Competition also comes from within FMCG companies themselves, which often maintain their own databases of retailers.
Yet industry experts say Lengo’s AI-driven mapping, real-time validation, and retailer engagement offer a depth and accuracy difficult for internal teams to replicate.
Talking Points
It is striking how Lengo is addressing one of Africa’s most persistent blind spots: the lack of reliable data on informal retail. By combining AI mapping with shopkeeper referrals and simple onboarding through WhatsApp, the startup is bridging a gap that has long undermined FMCG companies’ ability to plan effectively.
This approach positions Lengo as more than just a data provider, it is creating visibility into a fragmented ecosystem that global players cannot afford to ignore.
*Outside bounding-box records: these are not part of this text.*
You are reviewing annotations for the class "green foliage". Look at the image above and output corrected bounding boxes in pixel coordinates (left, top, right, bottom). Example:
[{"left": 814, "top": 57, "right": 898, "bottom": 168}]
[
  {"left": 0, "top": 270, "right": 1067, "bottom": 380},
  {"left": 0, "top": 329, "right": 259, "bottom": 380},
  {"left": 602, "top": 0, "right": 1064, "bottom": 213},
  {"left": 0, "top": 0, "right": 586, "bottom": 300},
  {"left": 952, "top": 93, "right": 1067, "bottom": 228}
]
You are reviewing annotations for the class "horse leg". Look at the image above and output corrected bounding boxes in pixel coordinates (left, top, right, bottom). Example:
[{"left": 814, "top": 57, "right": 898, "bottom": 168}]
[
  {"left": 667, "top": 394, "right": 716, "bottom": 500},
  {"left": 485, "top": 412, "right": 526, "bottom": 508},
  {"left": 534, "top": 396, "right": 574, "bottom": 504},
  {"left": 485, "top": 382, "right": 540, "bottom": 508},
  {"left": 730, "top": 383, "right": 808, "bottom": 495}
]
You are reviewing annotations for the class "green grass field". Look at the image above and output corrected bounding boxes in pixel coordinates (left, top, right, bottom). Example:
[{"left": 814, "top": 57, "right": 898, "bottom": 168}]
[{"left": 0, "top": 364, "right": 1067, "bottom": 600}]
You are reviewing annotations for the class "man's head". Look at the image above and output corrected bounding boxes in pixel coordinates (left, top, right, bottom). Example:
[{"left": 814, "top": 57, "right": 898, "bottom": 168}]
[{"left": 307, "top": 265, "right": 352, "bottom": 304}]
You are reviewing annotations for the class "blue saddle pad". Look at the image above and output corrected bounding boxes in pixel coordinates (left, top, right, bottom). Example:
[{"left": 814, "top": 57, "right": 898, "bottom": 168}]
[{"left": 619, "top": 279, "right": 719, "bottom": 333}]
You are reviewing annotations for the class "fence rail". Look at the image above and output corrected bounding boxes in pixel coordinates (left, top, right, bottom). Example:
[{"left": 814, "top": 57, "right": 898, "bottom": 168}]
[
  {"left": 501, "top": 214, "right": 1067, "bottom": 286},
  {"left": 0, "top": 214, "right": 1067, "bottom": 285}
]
At Techparley, we see this as a significant step toward digitising Africa’s consumer economy. The use of AI to detect storefronts via Google Street View, layered with real-world verification and retailer referrals, shows how technology can adapt to the realities of emerging markets rather than forcing users into complex systems.
As Lengo grows, partnerships will be critical. Collaboration with FMCGs, telcos, and even governments could accelerate data coverage, while its new AI co-pilot offers managers the ability to act on insights instantly, making it not just a mapping tool but a strategic advisor.